(Les initiatives se multiplient dans le milieu scolaire pour développer l’apprentissage de l’allemand dès le plus jeune âge. © DR)

La carte SESAM’GR

« Offrir aux jeunes dès le plus jeune âge, les compétences-clés pour vivre, évoluer et travailler dans une Grande Région Transfrontalière attractive et compétitive ». C’est la mission poursuivie par le projet transfrontalier SESAM’GR dont le chef de file est le Département de la Moselle.

Pour ce faire, différentes actions sont développées en direction de l’ensemble de la communauté éducative autour de trois axes : renforcer les parcours plurilingues de la maternelle au collège, favoriser les compétences interculturelles afin de promouvoir une citoyenneté partagée, enfin, préparer les jeunes, futurs actifs aux perspectives professionnelles de la Grande Région.

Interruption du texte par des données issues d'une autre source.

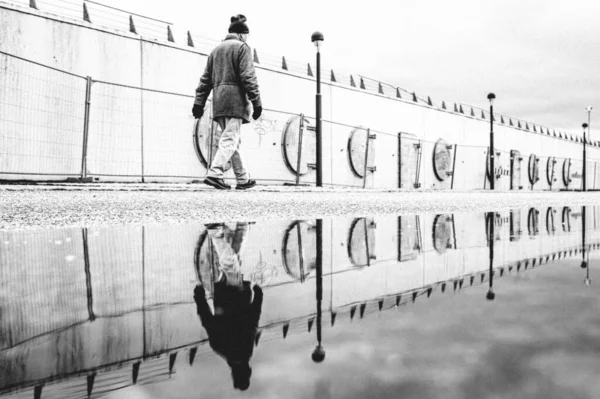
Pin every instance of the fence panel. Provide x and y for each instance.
(115, 131)
(41, 119)
(168, 136)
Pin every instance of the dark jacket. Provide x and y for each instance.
(231, 331)
(229, 73)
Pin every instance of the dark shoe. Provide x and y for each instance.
(213, 226)
(217, 183)
(244, 186)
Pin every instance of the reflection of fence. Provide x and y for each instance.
(137, 282)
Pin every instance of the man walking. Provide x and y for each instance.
(230, 75)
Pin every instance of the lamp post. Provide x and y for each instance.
(491, 97)
(585, 126)
(317, 39)
(491, 220)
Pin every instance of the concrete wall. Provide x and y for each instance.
(112, 295)
(147, 134)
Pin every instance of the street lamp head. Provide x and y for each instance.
(318, 354)
(317, 38)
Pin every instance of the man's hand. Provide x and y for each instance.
(257, 112)
(197, 111)
(199, 293)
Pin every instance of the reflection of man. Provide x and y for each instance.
(232, 328)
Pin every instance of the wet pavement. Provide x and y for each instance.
(84, 205)
(419, 305)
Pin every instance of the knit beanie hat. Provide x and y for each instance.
(238, 24)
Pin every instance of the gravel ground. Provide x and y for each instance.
(66, 205)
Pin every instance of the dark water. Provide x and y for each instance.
(479, 305)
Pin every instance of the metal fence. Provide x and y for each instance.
(56, 123)
(115, 18)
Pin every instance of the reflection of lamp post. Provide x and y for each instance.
(317, 39)
(585, 126)
(492, 221)
(491, 97)
(318, 354)
(584, 259)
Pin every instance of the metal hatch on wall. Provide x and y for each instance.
(410, 150)
(299, 145)
(443, 161)
(361, 241)
(550, 173)
(533, 222)
(361, 152)
(515, 225)
(515, 170)
(299, 249)
(550, 226)
(566, 219)
(443, 233)
(409, 237)
(567, 172)
(533, 169)
(498, 170)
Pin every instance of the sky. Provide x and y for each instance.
(540, 58)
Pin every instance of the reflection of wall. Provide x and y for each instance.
(134, 298)
(116, 150)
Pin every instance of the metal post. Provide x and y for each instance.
(399, 160)
(366, 168)
(298, 161)
(584, 158)
(491, 97)
(318, 354)
(88, 275)
(86, 126)
(453, 167)
(318, 130)
(492, 221)
(492, 151)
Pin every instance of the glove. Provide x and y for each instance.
(257, 112)
(197, 111)
(199, 293)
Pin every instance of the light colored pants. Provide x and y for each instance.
(228, 245)
(229, 143)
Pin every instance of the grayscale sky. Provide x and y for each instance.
(540, 57)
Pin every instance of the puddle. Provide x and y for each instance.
(429, 305)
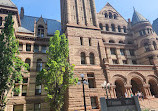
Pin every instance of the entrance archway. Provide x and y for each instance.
(137, 85)
(120, 89)
(153, 88)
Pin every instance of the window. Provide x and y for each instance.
(39, 65)
(28, 61)
(107, 27)
(113, 27)
(124, 29)
(37, 107)
(36, 48)
(24, 90)
(40, 31)
(115, 61)
(124, 61)
(119, 29)
(122, 51)
(134, 62)
(44, 49)
(38, 90)
(94, 103)
(101, 26)
(113, 51)
(20, 47)
(150, 60)
(18, 108)
(91, 55)
(28, 47)
(146, 46)
(90, 43)
(110, 15)
(0, 21)
(81, 41)
(115, 16)
(91, 80)
(83, 58)
(106, 15)
(131, 51)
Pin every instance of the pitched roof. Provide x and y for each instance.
(27, 22)
(137, 18)
(8, 3)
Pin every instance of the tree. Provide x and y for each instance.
(10, 64)
(57, 75)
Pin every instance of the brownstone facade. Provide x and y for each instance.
(103, 46)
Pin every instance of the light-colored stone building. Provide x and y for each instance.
(103, 46)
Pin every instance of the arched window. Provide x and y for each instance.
(40, 31)
(110, 15)
(39, 65)
(115, 17)
(146, 46)
(28, 61)
(111, 41)
(0, 21)
(113, 27)
(83, 58)
(124, 29)
(91, 56)
(101, 26)
(154, 44)
(119, 29)
(107, 27)
(106, 15)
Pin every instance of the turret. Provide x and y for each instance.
(145, 40)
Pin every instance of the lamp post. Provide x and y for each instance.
(83, 81)
(106, 86)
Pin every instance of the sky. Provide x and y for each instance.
(51, 8)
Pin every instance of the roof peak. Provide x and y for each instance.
(7, 3)
(137, 17)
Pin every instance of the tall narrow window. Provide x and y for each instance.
(91, 80)
(124, 29)
(37, 107)
(107, 27)
(101, 26)
(83, 58)
(110, 15)
(94, 103)
(40, 31)
(38, 90)
(90, 42)
(28, 61)
(28, 47)
(119, 29)
(81, 41)
(113, 27)
(0, 21)
(39, 65)
(91, 58)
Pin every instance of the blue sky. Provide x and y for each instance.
(51, 8)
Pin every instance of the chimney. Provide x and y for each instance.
(22, 12)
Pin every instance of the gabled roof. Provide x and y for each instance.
(137, 18)
(7, 3)
(27, 22)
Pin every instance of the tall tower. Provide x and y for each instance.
(79, 23)
(145, 39)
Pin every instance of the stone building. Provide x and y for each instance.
(103, 46)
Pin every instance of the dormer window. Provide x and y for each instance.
(40, 31)
(0, 21)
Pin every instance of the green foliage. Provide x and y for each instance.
(10, 64)
(57, 76)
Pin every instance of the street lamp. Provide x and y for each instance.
(83, 81)
(106, 86)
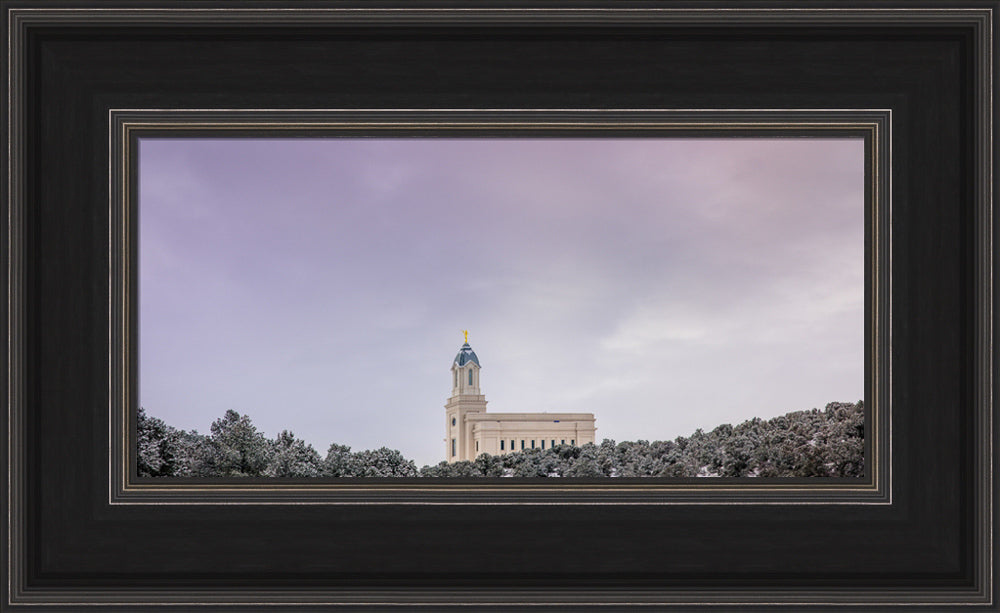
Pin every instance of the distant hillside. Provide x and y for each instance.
(814, 443)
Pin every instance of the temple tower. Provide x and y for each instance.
(465, 398)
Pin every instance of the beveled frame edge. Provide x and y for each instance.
(980, 17)
(127, 126)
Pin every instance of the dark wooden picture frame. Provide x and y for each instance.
(77, 537)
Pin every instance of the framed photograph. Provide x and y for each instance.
(732, 267)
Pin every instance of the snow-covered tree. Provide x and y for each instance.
(291, 457)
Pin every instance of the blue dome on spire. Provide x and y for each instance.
(466, 355)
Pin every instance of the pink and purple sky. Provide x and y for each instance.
(321, 285)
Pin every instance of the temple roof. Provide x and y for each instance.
(466, 355)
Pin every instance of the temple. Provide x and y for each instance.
(471, 430)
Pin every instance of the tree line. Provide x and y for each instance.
(813, 443)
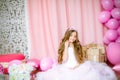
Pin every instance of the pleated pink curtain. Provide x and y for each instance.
(48, 20)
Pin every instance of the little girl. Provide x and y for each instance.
(71, 65)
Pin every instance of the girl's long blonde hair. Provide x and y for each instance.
(77, 47)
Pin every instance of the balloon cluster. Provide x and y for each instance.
(110, 18)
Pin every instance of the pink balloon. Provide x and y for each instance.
(16, 62)
(54, 61)
(106, 41)
(118, 39)
(46, 63)
(107, 4)
(118, 30)
(112, 24)
(104, 16)
(117, 67)
(115, 13)
(113, 53)
(117, 3)
(111, 35)
(34, 62)
(1, 69)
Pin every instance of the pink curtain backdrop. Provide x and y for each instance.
(48, 20)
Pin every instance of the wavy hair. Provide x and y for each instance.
(77, 47)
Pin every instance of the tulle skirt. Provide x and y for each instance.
(86, 71)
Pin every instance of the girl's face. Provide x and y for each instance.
(72, 37)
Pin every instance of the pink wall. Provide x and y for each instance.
(48, 20)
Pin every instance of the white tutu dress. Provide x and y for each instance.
(87, 71)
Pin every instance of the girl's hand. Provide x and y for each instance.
(66, 44)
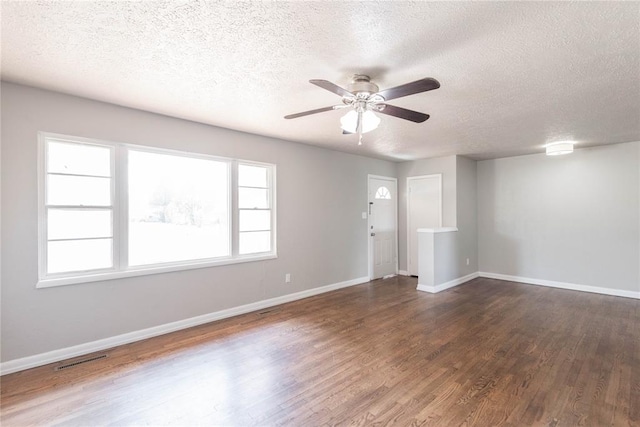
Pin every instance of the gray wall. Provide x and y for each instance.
(467, 217)
(439, 165)
(573, 219)
(322, 238)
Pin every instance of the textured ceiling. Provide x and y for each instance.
(514, 75)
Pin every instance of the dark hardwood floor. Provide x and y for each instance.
(486, 353)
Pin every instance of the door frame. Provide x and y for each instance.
(395, 226)
(415, 178)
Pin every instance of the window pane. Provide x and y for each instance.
(79, 255)
(252, 176)
(79, 159)
(78, 224)
(255, 220)
(178, 208)
(250, 198)
(254, 242)
(78, 191)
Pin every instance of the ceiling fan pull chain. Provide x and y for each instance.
(359, 127)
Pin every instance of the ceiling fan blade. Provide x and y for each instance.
(410, 88)
(403, 113)
(325, 84)
(306, 113)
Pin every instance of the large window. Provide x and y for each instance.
(115, 210)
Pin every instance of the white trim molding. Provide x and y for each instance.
(106, 343)
(446, 285)
(562, 285)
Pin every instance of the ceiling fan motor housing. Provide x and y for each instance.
(362, 84)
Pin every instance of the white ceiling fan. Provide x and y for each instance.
(364, 98)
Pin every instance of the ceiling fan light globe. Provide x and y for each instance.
(349, 121)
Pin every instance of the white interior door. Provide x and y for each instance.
(383, 234)
(424, 210)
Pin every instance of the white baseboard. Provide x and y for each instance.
(447, 285)
(562, 285)
(103, 344)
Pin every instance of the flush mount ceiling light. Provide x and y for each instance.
(364, 98)
(559, 148)
(369, 121)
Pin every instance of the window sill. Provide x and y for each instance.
(144, 271)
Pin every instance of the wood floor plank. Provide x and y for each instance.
(487, 353)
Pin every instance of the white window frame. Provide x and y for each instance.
(119, 207)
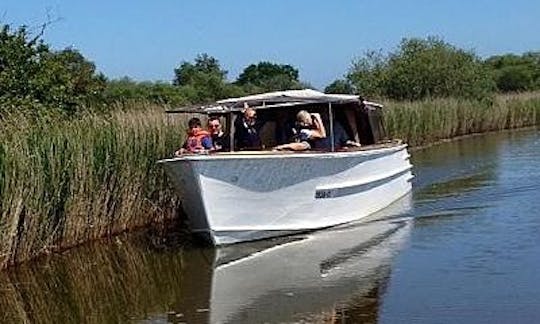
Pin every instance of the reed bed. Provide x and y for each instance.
(428, 121)
(121, 282)
(65, 182)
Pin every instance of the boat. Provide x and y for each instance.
(331, 271)
(238, 196)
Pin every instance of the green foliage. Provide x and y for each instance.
(201, 81)
(64, 181)
(421, 68)
(340, 86)
(33, 76)
(516, 73)
(267, 76)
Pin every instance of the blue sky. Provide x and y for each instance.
(147, 40)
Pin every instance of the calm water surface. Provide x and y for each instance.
(464, 247)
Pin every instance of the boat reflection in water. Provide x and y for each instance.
(322, 276)
(313, 277)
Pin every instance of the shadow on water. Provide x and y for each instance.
(316, 277)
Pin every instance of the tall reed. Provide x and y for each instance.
(64, 182)
(427, 121)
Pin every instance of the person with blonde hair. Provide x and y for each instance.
(309, 128)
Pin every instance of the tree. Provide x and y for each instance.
(267, 76)
(33, 76)
(515, 73)
(340, 86)
(422, 68)
(203, 80)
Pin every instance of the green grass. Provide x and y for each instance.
(65, 182)
(427, 121)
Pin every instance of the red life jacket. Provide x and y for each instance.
(194, 141)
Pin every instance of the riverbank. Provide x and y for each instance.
(65, 182)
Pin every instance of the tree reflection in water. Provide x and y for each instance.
(326, 276)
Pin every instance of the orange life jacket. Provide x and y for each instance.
(194, 141)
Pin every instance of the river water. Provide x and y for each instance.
(464, 247)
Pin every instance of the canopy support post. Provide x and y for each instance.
(232, 122)
(331, 122)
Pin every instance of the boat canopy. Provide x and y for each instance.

Concrètement, cela se traduit par de la formation, de la co-construction de concepts ou bien encore des rencontres et des échanges, des stages, des découvertes d’entreprise. Dans le cadre de SESAM’GR , les communes employant des assistants éducatifs bénéficient également d’un financement européen à hauteur de 4 500 €/an maximum par poste, en plus du cofinancement octroyé par le Département de la Moselle. Ce projet d’une durée de 3 ans (septembre 2016 – août 2019) implique vingt partenaires des quatre pays représentés au sein de la Grande Région. Un peu plus de 7,2 millions d’euros sont investis dans l’opération dont 2,16 millions par la Moselle cofinancés à hauteur de 60% par le programme européen INTERREG VA.


L’école élémentaire du Creutzberg à Forbach

Marie-Kathrin Riotte (©DR)

« J’exerce ce métier avec tout mon cœur et je me réjouis toujours de voir et découvrir les progrès des enfants, pas seulement en classe, mais aussi quand ils se donnent la peine de parler allemand avec moi durant les récréations ou dans les couloirs de l’école », souligne Marie-Kathrin Riotte, qui est l’une des 30 assistants de langue allemande actifs dans les écoles maternelles et élémentaires de Moselle.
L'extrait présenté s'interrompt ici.